This is part of an ongoing series about the Shinto way of death, adapted with permission from an academic article by Elizabeth Kenney. It shows how traditional Shinto arrangements differ from those of the Buddhist funeral. Though the research was carried out in the 1990s and some of the information is dated, the fundamentals still apply. For the original article, see Elizabeth Kenney ‘Shinto mortuary rites in contemporary Japan.’
The Shinto grave and afterlife
Shinto shrines do not contain cemeteries and, in general, Shinto families do not use Buddhist temple graveyards. Therefore, most Shinto graves are located in public cemeteries or on private land (even in a family’s own backyard).
Naturally, tombstone styles that seems “too Buddhist” are avoided (for example, the old-fashioned pagoda-style tombstone. It goes without saying that a Shinto tombstone will bear no Sanskrit letters and no Buddhist phrases (such as namu amida butsu or namu myô hô rengekyô). A modern Shinto tombstone is typically an obelisk. A similar rectangular structure is standard for new Buddhist graves, but with no taper toward the top. The difference is precisely that: difference, a subtle variation that signifies Shinto identity. There is nothing inherently Shintô-esque about the obelisk.
A Japanese tombstone typically has the words “the grave of X family” engraved on the front. In the case of a Shinto grave, the word haka is avoided — apparently, a taboo Buddhist word — and the term okutsuki is substituted.

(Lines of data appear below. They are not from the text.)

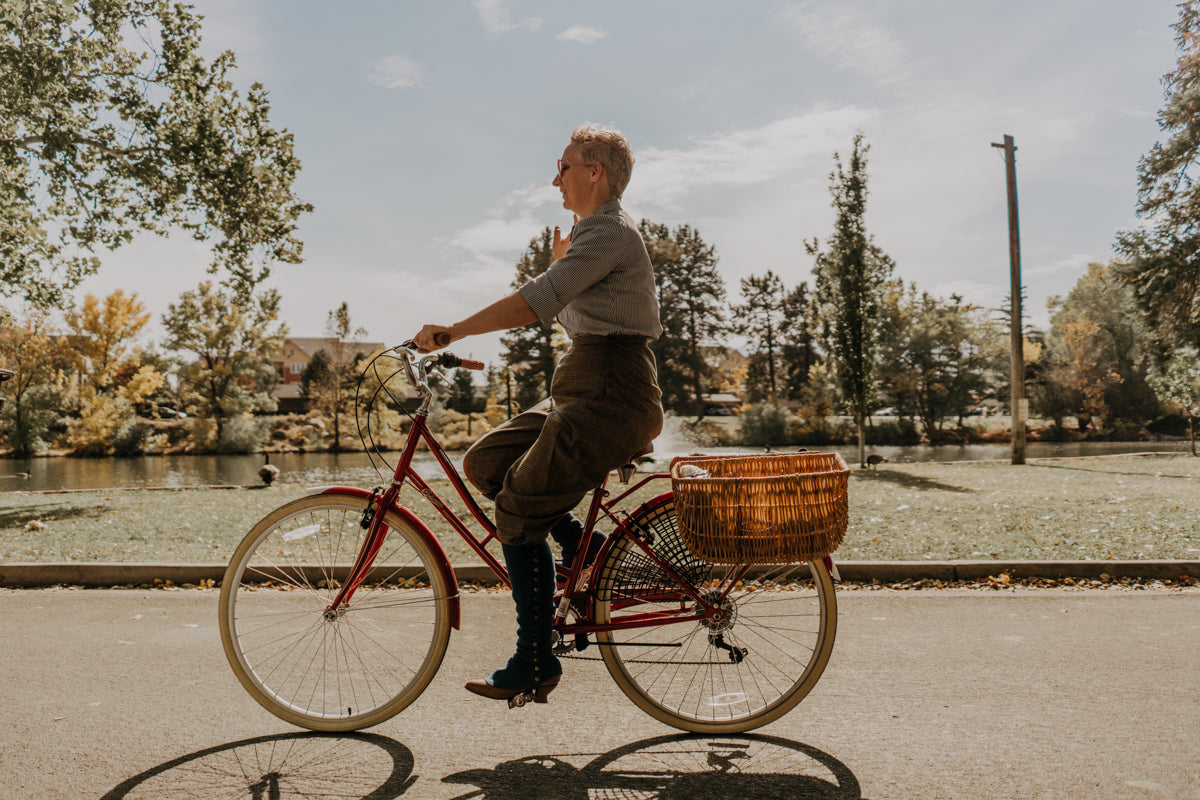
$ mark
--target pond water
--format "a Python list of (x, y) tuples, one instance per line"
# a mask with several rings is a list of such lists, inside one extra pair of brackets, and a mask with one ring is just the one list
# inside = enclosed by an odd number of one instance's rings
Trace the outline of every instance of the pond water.
[[(853, 447), (821, 448), (839, 452), (853, 464)], [(689, 453), (736, 453), (747, 448), (695, 447), (681, 440), (660, 438), (655, 442), (653, 461), (643, 470), (665, 471), (671, 458)], [(1120, 453), (1187, 452), (1187, 442), (1076, 442), (1050, 444), (1030, 442), (1027, 458), (1067, 458), (1116, 455)], [(1008, 460), (1007, 444), (949, 445), (940, 447), (871, 447), (892, 463), (918, 461)], [(398, 453), (385, 454), (390, 465)], [(456, 466), (461, 453), (451, 453)], [(279, 467), (279, 483), (320, 486), (337, 483), (377, 481), (375, 470), (365, 453), (272, 453), (271, 463)], [(378, 457), (376, 457), (378, 463)], [(108, 489), (136, 486), (214, 486), (249, 485), (260, 482), (258, 469), (264, 456), (257, 455), (164, 455), (137, 458), (33, 458), (0, 459), (0, 492), (44, 491), (52, 489)], [(388, 475), (390, 468), (385, 468)], [(439, 477), (441, 469), (428, 453), (417, 456), (417, 469), (423, 476)], [(22, 477), (17, 477), (18, 475)], [(27, 475), (28, 477), (23, 477)]]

As we have seen, incense is marked as Buddhist, so the Shinto grave does not have a stand for offering incense. Instead, there is sometimes a stone table in the same shape as the wooden table used for Shinto offerings during funerals. The Shinto grave may be encircled by a tama-gaki picket fence, a style of fence often seen at Shinto shrines.
The afterlife
Shinto funerals now have a codified form, but there is no corresponding codification of the Shinto conception of what happens to the deceased. The Shinto establishment discusses the afterlife only in terms of the mythology, providing historical and scholarly perspective but not prescribing any eschatological views for its followers. Thus, notions of the afterlife remain diverse and more suited to anthropological than doctrinal investigation.
As we have seen in the funeral, the Shinto dead become guardian kami of their household. This is a postmortem position granted to all the dead, regardless of their virtue or status in life. Beyond that, people are free to envision the afterlife in whatever terms and to whatever extent they wish. Most Shintôists, whether priest or lay, have only modest interest in the question of what happens after death.
One Shinto priest had this to say: “After death, the spirit becomes a bird and goes to the top of the house. Then it flies to a nearby tree and stays there for fifty days. After that, the bird-spirit goes to the land of the dead.” This is an unusually definite delineation of the postmortem destiny. It is clearly indebted to mythological themes.
For the most part, Shinto followers have no such definite visions and do not feel a need for them. The funeral ritual is important for a variety of other reasons: because it honors the dead, because it serves as a crucial expression of the family’s non- Buddhist identity or anti-Buddhist sentiments, but not because it is a key to the Shinto afterlife.